The best way to get acquainted with Dostoyevsky is by reading Crime and Punishment. One of the best-known books by the author, as well as a must-read for all Russian kids at school, this one is truly a classic. The story of a poor man that commits a crime in order to survive, but then deals with a greater struggle than poverty – extreme guilt. Along the way, the reader encounters some of the lowest and pitiful creatures that inhabit the streets of St Petersburg. As defined by Dostoyevsky himself, the novel is a psychological work, and the author stands next to the characters rather than controlling them.

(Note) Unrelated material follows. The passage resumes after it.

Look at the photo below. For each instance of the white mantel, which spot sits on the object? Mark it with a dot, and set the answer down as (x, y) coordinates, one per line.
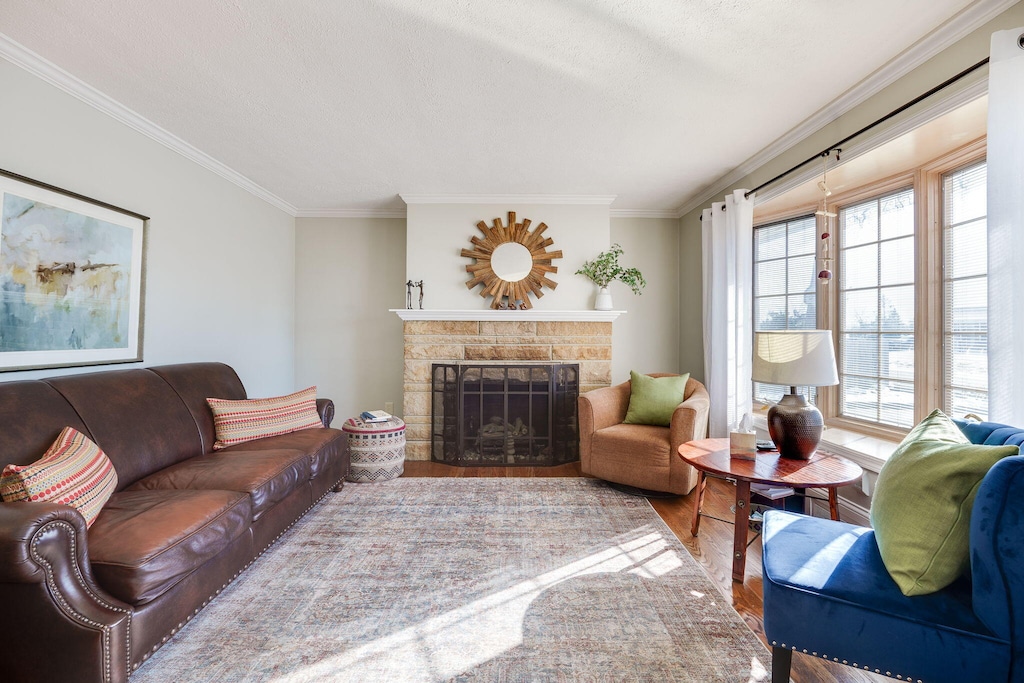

Courtesy of Penguin Random House

The Idiot (1868)

If you ever feel that there isn’t enough kindness in the world, then it is certainly time to read The Idiot. The main character, Myshkin, is one of the most gentle and kind characters in literature, stuck in an imperfect world of judgemental and cunning people. He has just returned after undergoing treatment in a Swiss mental institution. His involvement in a scandalous love affair and the mistreatment by the people around him bring him back to where he started – a mental institution.

Courtesy of Penguin Random House

Poor Folk (1846)

This epistolary novel is written as an exchange of letters between two poor people in St Petersburg – the elderly Makar Devushkin and his beloved Varvara Dobroselova. Despite the slightly ironic tone, the work is an important social novel that gives voice to the disadvantaged people in society. Devushkin’s love for his distant cousin Varvara leads him to continuously search for money to help support her, hoping one day to eventually marry her. But despite his hopes, her parents disapprove of him and a richer man proposes to her, so Varvara is faced with a choice that many young women used to stand against.

Courtesy of Penguin Random House

Demons (1871)

Demons was one of Dostoyevsky’s later works and one of his most politicised pieces. The plot is based on the story of the murder of a student named Ivan Ivanov, which was allegedly committed by members of a revolutionary circle. The novel was a reflection of the growing radical movements among the intelligentsia and the first signs of terrorism. The work is a reflection of Dostoyevsky’s thoughts on the protesting part of society of his time and perhaps also a reflection on his participation in free-thinking circles.

Courtesy of Penguin Random House

The Gambler (1866)

Ironically, this novel was written for money, because of Dostoyevsky having lost money. The commission for the work came after Dostoyevsky lost a significant sum of money belonging not just to himself, but also to his friend whilst gambling. Due to the burdening debt, the writer made a contract to complete work on The Gambler in a very short period of time. The basis of the novel was the idea of describing the psychological state of gambling that engulfs a person involved in the game. Unfortunately for Dostoyevsky, his gambling losses repeating soon after, and from then on he made a promise to his wife never to play again.

Courtesy of Penguin Random House

The Insulted and Humiliated (1861)

The idea to start writing this novel came to Dostoyevsky when he moved to St Petersburg, after having spent time in exile. To a certain extent, the novel is autobiographical and is told from the point of view of a young writer, Vanya, who is struggling to make a living in the 1840s. On the novel’s pages, St Petersburg becomes an open book, and many accurate details of the character’s lives make the city come to life, similar to the works of other writers of the 19th century, such as Charles Dickens.

Courtesy of Delphi Classics

The Brothers Karamazov (1879)

The novel is Dostoyevsky’s final work – completed two months before the writer’s death. The complicated plot explores challenging questions, such as freedom, religion and ethics. As some critics suggest, it is a reflection of the different stages in the writer’s life, represented by the three brothers. The overall plot is interwoven with a story of murder, love and societal issues.